Paul Ennis

Personal information
- Full name: Paul Davis Ennis
- Date of birth: 1 February 1990 (age 36)
- Place of birth: Cheadle, England
- Height: 5 ft 6 in (1.68 m)
- Position: Midfielder

Team information
- Current team: FC United of Manchester
- Number: 31

Youth career
- 2006–2008: Stockport County

Senior career*
- Years: Team / Apps / (Gls)
- 2008–2009: Stockport County / 6 / (2)
- 2008: → Salford City (loan) / 10 / (4)
- 2009: Stalybridge Celtic / 27 / (8)
- 2010: Bala Town / 14 / (4)
- 2010: Stalybridge Celtic / 4 / (0)
- 2010–2011: Bala Town / 15 / (0)
- 2011: Witton Albion / 8 / (3)
- 2011–2012: Northwich Victoria / 44 / (19)
- 2012–2013: Colwyn Bay / 58 / (17)
- 2013: Guiseley / 52 / (12)
- 2013–2015: Stalybridge Celtic / 93 / (39)
- 2015–2016: Hednesford Town / 32 / (10)
- 2016–2017: Curzon Ashton / 33 / (8)
- 2017: Matlock Town / 9 / (4)
- 2017: Stalybridge Celtic / 2 / (0)
- 2017–2018: Shaw Lane / 6 / (2)
- 2018: Buxton
- 2018: Southport / 3 / (0)
- 2018–2019: Ashton United / 28 / (8)
- 2019–: FC United of Manchester / 231 / (59)

= Paul Ennis =

English footballer (born 1990)

Paul 'Charlie' Davis Ennis (born 1 February 1990) is an English footballer who plays for Bamber Bridge FC

==Club career==
Ennis played for Stockport County in their youth team, including a spell on loan at Salford City. He was released by Stockport in 2008. Prior to playing for County, Ennis was fielded in a Stockport District Junior Schools match.

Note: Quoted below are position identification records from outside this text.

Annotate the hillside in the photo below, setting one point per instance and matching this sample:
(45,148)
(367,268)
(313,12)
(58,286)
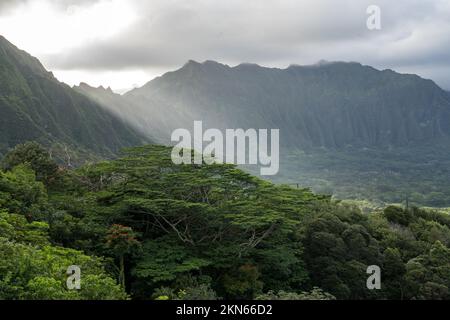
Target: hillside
(346,129)
(34,105)
(331,105)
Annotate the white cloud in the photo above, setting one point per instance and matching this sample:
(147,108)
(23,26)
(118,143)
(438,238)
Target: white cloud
(119,36)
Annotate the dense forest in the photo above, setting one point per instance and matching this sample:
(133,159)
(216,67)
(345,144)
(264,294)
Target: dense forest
(140,227)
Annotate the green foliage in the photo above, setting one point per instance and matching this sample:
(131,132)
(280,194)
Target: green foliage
(36,157)
(314,294)
(31,268)
(207,232)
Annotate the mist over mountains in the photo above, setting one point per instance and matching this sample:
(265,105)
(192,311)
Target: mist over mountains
(330,105)
(345,129)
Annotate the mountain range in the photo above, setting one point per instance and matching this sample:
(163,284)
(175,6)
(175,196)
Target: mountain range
(331,105)
(345,128)
(34,105)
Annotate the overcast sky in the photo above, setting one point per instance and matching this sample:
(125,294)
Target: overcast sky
(123,44)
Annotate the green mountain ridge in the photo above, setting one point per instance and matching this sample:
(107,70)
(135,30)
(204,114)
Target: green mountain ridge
(331,105)
(35,106)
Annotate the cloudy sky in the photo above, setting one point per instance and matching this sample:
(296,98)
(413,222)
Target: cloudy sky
(124,44)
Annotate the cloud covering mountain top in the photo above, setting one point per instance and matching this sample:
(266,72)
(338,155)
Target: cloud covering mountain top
(136,40)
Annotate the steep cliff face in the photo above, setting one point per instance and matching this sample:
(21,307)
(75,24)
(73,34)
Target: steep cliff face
(330,105)
(35,106)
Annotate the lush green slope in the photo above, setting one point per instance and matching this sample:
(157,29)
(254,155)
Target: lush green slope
(346,129)
(332,105)
(203,232)
(35,106)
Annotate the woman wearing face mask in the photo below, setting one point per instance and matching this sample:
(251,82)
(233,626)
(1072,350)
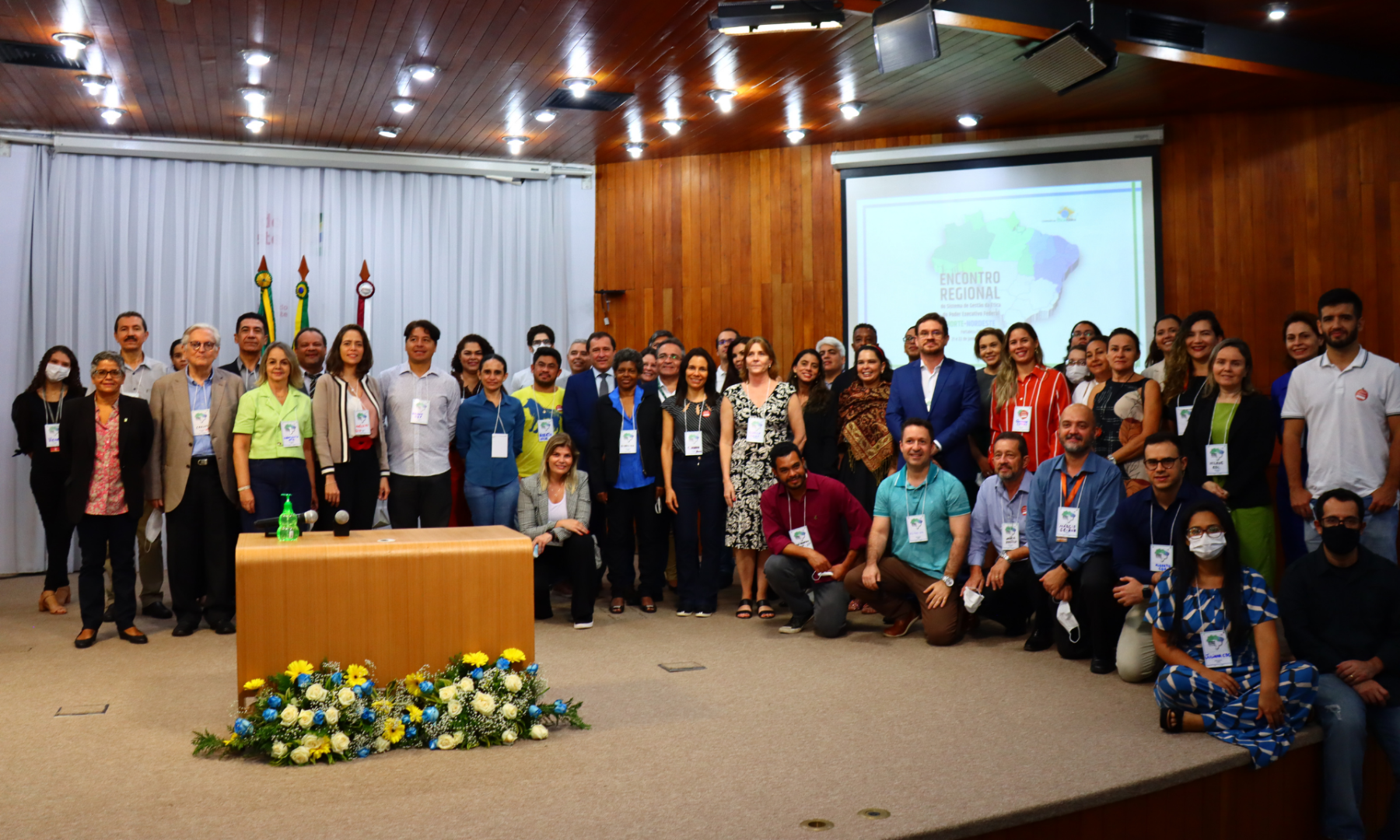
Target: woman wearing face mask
(1301,343)
(1164,332)
(1228,447)
(1214,625)
(35,415)
(1188,364)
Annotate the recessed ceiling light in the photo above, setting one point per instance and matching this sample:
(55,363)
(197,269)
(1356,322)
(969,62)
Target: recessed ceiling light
(73,44)
(580,86)
(94,84)
(724,100)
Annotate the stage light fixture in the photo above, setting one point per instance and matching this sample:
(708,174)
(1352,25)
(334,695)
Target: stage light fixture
(94,84)
(580,86)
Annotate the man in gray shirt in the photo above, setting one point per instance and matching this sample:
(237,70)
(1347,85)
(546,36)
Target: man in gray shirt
(420,422)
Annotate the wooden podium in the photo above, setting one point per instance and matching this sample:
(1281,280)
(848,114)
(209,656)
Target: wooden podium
(402,600)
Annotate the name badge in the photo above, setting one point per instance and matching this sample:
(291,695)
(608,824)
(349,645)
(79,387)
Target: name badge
(1217,460)
(1067,524)
(1021,418)
(758,429)
(290,433)
(360,423)
(1183,416)
(917,528)
(1216,646)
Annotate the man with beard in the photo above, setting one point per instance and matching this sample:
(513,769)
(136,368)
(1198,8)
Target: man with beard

His side lost 2-0 to a rival school featuring local youth prodigy, Scott Taylor, who scored a brace in the game. Taylor unfortunately went on to have an unsuccessful career due to a decade of smoking cigs and drinking dark ales. Despite this setback, he continued to train at their grounds and after Stockport received funds for playing at Wembley Stadium that season, he was re-signed with a professional contract. He made his début on 21 March 2009 as part of a 4–0 defeat to Northampton Town.

In September 2009, Ennis joined Stalybridge Celtic, following a two-month trial period with Wrexham. He played 11 times for Stalybridge, mostly as a substitute, and left the club in November 2009. In January 2010, Ennis signed with Welsh Premier League side Bala Town, but left the club without making an appearance. However, after a brief return to Stalybridge for the end of the season where he played four more league games for the club, he rejoined Bala Town in August 2010. After fifteen appearances for the club, he left in February 2011 to join Droylsden. He then joined Cheadle Town in March before ending the season with Witton Albion where he scored once in his five league appearances with the club.

In July 2011 he joined Northwich Victoria. He appeared twice for feeder club Northwich Villa in the North West Counties Football League.

In March 2012 he joined Colwyn Bay.

He had a brief stint at Guiseley A.F.C. from September 2013 to November, before joining Stalybridge Celtic for a third time in his career.

In mid September 2017 he moved to Shaw Lane

In May 2019 he joined FC United of Manchester.